$10 Router Blamed for $80m Bangladesh Bank Hack

Last month, we brought you the story of a group of hackers that managed to steal around $80 million from Bangladesh Bank – a figure which could have been closer to $1 billion had it not been for an unfortunate spelling mistake – and the subsequent investigation has now revealed that the cyber-heist was made possible due to lax security on the bank’s end, which had no firewall and used second-hand, $10 routers.

“It could be difficult to hack if there was a firewall,” Mohammad Shah Alam, head of the Forensic Training Institute of the Bangladesh police’s criminal investigation department, told Reuters.

The cheap routers also hindered the investigation that followed, since they collected virtually no network data that could have been used to trace the hackers responsible. While the thieves were found to be using IP address originating in the Philippines – with further links to a number of local casinos – the culprits are yet to be identified and the majority of the money stolen is yet to be recovered.

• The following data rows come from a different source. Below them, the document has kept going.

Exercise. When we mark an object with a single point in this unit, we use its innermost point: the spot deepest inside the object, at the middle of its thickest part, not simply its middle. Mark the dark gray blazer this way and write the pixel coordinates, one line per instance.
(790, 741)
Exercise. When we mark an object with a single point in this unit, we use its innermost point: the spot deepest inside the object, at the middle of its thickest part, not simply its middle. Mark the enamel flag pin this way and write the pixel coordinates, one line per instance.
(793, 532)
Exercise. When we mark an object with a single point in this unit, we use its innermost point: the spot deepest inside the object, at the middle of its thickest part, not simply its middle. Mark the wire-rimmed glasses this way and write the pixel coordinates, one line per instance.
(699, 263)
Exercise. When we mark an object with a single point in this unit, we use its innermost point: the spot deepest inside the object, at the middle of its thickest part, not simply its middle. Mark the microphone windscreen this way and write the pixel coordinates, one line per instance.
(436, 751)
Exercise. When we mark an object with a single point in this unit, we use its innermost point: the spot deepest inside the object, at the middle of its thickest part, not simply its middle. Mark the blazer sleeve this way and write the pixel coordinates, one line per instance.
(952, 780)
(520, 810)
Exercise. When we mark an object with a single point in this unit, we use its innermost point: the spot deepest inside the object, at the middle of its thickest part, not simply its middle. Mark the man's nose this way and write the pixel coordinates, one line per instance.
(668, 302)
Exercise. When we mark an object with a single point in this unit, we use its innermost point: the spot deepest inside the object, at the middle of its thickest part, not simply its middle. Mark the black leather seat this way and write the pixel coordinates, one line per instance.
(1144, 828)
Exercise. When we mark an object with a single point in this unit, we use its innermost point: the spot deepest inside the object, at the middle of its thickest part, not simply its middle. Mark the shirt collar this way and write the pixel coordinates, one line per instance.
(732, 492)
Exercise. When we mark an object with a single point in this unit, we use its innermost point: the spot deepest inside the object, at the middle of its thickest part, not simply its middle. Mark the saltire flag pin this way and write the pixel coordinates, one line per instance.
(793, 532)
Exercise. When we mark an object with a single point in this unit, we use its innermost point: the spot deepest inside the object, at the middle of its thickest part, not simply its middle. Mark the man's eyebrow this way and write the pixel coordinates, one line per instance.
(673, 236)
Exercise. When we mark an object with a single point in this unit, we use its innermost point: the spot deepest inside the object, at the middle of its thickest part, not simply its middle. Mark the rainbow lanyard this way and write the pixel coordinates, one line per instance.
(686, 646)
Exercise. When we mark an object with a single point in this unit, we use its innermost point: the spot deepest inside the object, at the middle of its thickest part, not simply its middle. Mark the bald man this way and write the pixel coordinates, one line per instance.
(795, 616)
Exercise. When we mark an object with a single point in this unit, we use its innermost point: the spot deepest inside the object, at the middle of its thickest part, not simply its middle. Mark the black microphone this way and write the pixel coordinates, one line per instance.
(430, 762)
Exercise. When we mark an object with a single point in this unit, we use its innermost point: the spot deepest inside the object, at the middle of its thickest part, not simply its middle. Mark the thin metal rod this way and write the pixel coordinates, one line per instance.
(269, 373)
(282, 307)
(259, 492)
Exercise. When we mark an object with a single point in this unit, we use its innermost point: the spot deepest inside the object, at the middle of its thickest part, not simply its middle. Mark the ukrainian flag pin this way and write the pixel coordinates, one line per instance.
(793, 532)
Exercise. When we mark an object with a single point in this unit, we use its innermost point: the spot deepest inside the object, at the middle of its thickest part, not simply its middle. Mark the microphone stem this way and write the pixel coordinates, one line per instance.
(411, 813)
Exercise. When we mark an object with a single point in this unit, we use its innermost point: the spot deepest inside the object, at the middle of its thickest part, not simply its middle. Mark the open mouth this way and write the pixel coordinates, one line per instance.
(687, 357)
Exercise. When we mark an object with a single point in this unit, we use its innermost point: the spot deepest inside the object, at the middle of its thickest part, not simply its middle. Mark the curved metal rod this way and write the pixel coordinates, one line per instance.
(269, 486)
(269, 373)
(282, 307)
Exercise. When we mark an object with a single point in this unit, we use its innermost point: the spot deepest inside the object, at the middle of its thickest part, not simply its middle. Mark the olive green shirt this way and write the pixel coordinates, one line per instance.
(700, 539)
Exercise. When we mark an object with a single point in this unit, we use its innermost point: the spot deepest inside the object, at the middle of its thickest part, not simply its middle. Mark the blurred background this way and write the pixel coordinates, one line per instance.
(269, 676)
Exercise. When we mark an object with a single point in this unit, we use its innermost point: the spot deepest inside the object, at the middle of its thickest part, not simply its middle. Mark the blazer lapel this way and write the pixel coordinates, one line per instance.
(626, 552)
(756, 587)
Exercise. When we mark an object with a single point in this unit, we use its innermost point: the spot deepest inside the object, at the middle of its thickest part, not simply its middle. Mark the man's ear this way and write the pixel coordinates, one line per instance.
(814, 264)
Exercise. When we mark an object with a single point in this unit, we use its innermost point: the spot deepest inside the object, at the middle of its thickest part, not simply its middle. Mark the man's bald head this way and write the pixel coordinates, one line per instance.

Security experts across the globe have expressed concern over Alam’s findings – described as “egregious” by Tom Kellermann, a former World Bank security team member and CEO of Strategic Cyber Ventures LLC – with calls for world financial institutions to take cybersecurity more seriously.

“You are talking about an organization that has access to billions of dollars and they are not taking even the most basic security precautions,” Jeff Wichman, consultant with cyber firm Optiv, said.